McCabe bill to help prevent opioid addiction receives House committee hearing

On Friday, the House Health Care and Wellness Committee heard testimony on Jeremy’s Law, a bill that would require doctors to warn patients about the risks of opioid use.

Rep. Gina McCabe, the bill’s prime sponsor, says the bill will help prevent opioid addiction, especially for youth and seniors.

“This bill is simply asking doctors to give patients a choice,” said McCabeR-Goldendale. “If parents or caregivers were explained the risks associated with opioid use and were offered alternatives, I think we would see a decline not only in the amount of opioids prescribed, but the number of deaths caused by overdoses, as well.”

In 2016, 694 people in Washington died due to opioid abuse, and opioid overdoses led to more than 1,400 hospitalizations.

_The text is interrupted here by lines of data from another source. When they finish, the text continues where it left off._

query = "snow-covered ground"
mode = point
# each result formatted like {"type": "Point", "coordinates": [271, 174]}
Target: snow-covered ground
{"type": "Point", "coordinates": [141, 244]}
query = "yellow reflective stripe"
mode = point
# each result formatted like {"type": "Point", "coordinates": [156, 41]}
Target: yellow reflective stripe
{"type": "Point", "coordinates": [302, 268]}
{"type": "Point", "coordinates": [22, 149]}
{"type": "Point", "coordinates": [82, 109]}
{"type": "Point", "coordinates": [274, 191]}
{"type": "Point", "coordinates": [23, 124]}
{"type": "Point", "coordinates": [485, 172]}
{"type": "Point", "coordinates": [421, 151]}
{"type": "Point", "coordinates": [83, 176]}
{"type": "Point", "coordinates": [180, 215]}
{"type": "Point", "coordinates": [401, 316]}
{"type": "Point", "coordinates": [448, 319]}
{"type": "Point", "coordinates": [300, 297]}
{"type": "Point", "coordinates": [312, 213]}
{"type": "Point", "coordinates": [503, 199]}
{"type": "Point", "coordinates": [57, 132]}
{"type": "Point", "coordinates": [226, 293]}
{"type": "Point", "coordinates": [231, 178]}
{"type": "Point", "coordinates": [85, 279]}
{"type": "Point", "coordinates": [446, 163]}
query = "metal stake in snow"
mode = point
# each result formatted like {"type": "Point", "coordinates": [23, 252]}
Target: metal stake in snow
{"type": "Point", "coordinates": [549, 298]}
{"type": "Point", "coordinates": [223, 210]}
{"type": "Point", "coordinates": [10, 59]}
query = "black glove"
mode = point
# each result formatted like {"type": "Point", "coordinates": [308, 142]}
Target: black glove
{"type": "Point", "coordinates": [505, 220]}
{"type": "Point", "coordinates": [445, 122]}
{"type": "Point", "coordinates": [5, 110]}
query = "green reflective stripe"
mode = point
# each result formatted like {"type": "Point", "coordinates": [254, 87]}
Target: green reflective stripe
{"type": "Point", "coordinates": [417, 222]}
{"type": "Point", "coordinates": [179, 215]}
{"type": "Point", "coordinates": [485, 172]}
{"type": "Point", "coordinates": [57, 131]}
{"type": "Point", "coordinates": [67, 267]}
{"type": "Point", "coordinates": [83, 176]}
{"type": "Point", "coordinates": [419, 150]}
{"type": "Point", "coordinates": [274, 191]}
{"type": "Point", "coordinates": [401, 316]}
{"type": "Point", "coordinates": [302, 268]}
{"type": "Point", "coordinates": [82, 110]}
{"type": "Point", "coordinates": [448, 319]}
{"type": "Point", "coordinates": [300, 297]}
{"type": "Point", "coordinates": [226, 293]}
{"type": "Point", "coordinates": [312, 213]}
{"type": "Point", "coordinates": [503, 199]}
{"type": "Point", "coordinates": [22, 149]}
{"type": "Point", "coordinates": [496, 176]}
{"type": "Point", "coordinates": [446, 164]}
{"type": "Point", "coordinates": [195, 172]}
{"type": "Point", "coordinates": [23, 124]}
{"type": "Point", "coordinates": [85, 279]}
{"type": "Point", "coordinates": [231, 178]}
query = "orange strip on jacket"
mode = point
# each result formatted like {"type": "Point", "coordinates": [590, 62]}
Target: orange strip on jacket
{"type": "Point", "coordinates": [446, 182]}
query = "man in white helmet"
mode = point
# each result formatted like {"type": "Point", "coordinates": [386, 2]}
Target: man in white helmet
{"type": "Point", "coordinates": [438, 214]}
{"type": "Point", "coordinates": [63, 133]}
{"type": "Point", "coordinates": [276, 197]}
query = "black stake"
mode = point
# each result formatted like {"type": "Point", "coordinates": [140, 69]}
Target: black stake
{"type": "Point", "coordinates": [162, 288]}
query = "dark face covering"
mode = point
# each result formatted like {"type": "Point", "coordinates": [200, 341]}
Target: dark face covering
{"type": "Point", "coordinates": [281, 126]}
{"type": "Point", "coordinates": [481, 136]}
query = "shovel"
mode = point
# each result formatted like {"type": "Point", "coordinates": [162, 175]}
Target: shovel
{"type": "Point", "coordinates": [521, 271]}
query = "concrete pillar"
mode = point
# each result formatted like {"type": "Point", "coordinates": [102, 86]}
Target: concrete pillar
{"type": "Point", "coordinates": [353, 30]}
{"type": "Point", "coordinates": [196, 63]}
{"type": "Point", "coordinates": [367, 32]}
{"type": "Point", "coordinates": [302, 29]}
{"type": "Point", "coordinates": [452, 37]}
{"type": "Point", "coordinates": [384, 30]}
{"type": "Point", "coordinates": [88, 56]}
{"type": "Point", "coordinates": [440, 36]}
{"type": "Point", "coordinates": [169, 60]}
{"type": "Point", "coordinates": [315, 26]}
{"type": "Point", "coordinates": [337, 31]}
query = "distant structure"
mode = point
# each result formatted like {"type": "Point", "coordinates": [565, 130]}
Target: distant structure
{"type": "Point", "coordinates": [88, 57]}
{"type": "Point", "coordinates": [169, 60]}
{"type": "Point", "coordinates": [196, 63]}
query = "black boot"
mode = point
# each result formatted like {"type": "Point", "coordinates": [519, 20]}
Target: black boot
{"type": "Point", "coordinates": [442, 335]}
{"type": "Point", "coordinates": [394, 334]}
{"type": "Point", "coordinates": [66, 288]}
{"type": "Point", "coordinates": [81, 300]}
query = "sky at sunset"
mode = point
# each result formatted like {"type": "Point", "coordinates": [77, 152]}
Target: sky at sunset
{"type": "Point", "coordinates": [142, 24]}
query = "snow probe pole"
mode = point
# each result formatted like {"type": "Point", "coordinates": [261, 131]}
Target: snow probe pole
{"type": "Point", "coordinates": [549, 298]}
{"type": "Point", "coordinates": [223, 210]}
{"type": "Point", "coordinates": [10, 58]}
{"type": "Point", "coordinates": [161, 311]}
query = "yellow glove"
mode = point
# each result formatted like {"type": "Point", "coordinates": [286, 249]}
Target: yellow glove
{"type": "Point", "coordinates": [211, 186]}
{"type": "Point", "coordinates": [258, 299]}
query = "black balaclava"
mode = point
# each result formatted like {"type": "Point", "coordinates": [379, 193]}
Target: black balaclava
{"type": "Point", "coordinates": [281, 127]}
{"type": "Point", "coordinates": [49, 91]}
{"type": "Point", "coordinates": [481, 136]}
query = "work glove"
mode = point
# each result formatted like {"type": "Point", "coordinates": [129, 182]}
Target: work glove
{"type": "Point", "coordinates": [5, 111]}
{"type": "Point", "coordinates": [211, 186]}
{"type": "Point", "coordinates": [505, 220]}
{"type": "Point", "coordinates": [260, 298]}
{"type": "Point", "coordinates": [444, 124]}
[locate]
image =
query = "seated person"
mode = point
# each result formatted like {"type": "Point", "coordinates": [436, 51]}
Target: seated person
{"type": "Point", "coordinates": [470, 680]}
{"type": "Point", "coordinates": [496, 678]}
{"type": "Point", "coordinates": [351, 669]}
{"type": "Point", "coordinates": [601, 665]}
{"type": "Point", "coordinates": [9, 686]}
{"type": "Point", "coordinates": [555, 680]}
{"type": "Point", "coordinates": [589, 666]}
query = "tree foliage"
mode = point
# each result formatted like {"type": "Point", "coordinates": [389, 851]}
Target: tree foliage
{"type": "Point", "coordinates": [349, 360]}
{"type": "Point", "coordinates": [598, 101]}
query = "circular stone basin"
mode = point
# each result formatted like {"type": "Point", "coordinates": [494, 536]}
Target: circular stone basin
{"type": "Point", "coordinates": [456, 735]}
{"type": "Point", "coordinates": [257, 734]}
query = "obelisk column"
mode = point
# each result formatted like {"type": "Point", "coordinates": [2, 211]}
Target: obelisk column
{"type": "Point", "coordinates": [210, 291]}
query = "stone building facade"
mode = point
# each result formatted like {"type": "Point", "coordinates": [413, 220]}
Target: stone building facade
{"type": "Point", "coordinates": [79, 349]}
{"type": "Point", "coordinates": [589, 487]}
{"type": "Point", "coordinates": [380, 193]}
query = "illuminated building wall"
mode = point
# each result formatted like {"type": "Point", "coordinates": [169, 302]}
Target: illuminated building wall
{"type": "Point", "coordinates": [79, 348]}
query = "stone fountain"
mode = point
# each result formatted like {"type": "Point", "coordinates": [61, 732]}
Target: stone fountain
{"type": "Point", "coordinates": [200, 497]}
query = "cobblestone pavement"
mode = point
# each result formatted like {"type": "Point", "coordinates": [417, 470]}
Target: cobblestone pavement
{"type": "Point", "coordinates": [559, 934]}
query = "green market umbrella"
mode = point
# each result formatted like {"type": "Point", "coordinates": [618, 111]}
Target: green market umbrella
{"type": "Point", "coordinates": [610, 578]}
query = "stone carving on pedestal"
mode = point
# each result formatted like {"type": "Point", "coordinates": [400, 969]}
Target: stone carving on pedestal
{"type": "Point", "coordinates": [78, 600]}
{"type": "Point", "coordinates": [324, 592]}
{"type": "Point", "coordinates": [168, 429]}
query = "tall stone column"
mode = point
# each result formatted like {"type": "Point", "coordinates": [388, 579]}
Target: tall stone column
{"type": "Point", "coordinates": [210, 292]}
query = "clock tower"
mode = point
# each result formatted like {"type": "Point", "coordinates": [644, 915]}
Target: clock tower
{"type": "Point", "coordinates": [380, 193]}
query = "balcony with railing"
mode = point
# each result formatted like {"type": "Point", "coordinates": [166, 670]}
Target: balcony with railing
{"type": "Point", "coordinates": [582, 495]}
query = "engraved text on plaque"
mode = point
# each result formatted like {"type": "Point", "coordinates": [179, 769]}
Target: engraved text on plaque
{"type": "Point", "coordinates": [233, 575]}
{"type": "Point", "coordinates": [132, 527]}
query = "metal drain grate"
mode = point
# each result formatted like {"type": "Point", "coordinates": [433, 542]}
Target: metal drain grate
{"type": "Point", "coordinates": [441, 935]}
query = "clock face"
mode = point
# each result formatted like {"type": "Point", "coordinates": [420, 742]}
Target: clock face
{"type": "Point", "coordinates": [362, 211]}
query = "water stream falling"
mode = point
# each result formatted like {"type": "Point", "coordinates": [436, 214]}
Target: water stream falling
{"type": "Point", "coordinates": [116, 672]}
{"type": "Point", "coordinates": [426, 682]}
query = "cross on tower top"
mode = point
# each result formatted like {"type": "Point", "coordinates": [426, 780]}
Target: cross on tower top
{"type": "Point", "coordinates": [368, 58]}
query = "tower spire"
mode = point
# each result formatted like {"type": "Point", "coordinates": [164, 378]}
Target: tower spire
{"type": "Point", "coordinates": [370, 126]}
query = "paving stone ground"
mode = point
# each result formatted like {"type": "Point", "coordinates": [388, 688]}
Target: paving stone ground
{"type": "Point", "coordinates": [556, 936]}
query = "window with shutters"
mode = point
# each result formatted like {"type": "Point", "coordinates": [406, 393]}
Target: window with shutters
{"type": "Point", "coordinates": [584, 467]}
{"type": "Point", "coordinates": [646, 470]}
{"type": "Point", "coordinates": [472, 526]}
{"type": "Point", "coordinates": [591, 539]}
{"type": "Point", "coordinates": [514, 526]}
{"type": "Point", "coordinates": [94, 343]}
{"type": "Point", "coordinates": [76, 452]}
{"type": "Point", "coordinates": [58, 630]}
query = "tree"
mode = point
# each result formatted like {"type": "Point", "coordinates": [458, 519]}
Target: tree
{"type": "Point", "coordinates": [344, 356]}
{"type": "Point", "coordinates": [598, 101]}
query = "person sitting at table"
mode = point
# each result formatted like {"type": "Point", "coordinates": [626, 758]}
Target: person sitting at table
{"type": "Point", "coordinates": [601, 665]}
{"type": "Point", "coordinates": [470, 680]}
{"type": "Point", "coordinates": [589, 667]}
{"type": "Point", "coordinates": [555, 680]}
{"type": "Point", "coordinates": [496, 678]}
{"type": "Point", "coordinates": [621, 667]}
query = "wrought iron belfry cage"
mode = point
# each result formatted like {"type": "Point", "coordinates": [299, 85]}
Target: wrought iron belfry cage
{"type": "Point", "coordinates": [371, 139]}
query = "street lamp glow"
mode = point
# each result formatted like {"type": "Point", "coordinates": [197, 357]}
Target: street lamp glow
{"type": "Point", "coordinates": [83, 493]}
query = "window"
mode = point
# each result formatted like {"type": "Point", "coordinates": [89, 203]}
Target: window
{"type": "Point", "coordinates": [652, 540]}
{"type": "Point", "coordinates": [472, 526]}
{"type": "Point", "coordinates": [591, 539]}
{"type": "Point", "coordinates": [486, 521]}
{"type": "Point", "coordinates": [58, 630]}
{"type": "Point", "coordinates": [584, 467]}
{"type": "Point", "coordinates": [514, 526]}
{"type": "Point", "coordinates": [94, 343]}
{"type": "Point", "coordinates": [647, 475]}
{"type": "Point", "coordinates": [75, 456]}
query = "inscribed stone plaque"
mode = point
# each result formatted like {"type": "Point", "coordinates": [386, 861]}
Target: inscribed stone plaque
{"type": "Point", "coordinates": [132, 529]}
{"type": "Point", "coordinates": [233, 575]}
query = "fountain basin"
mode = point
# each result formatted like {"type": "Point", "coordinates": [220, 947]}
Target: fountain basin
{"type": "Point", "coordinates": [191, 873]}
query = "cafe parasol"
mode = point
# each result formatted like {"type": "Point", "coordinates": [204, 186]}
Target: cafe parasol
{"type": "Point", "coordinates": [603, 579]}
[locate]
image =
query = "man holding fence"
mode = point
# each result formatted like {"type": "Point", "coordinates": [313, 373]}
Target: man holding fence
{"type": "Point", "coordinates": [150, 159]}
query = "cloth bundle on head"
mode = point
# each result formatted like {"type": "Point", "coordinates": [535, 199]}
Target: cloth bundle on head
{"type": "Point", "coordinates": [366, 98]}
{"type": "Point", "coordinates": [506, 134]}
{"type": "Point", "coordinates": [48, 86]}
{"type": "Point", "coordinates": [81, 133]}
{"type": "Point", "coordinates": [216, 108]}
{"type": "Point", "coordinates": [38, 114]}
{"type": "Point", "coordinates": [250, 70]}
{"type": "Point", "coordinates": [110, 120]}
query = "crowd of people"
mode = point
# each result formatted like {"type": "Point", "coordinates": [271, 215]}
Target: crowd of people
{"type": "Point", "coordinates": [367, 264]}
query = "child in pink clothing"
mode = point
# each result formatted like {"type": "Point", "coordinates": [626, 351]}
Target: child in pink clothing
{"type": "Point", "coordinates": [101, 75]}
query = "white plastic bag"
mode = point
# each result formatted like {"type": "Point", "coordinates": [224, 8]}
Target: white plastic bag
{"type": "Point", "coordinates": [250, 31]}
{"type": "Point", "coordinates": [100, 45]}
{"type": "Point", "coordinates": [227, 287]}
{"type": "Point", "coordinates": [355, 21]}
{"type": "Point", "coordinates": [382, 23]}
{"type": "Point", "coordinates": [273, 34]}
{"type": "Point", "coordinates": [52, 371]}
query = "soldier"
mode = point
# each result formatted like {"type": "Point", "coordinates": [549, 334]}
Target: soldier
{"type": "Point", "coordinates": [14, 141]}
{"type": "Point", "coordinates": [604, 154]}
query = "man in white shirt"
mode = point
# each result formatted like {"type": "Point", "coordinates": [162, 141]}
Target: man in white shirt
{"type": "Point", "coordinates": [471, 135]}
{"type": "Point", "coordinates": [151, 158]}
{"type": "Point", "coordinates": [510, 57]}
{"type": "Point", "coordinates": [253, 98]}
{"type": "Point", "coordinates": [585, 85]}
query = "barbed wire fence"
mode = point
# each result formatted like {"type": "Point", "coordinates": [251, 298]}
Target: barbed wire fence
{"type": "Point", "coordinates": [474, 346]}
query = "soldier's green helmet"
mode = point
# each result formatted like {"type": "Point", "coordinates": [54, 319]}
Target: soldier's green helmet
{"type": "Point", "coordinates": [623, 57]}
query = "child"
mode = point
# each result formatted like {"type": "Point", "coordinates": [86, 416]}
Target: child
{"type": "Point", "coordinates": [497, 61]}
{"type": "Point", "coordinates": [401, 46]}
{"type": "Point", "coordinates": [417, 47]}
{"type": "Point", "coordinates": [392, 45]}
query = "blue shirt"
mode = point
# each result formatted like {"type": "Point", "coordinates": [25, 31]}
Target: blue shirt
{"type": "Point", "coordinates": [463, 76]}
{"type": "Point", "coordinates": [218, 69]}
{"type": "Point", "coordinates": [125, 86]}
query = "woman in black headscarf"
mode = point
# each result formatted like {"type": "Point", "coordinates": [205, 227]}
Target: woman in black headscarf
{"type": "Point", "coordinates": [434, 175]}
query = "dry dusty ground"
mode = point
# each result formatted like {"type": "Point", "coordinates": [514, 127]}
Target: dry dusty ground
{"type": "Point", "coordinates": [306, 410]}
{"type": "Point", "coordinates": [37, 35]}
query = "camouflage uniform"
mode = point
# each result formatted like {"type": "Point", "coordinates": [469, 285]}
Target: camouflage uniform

House Bill 2447 would require health care practitioners to discuss dependency and overdose risks as well as provide pain management alternatives to opioids when prescribing opioids for the first time during the course of a patient’s treatment. The Washington State Department of Health would also be required to post a brief warning statement on their website.

The bill’s namesake, Jeremy Wolfe, testified in support of the bill.

“I want to help in any way I can with anybody who’s facing the same problems I went through,” he said.

Wolfe, a former high-school state wrestling champion, was 14 when the doctor first prescribed OxyContin and Vicodin for his knee injury. His addiction to opioids eventually led him to try heroin. He overdosed twice, nearly dying.

Darlene Williamson, Wolfe’s mother, said she would have explored alternative pain management medications had she understood the full risks of taking opioids.

“Had I known when he was young that he would have done what he did, I would have never filled a prescription for him,” she said.

The bill has not yet been scheduled for a vote in the committee.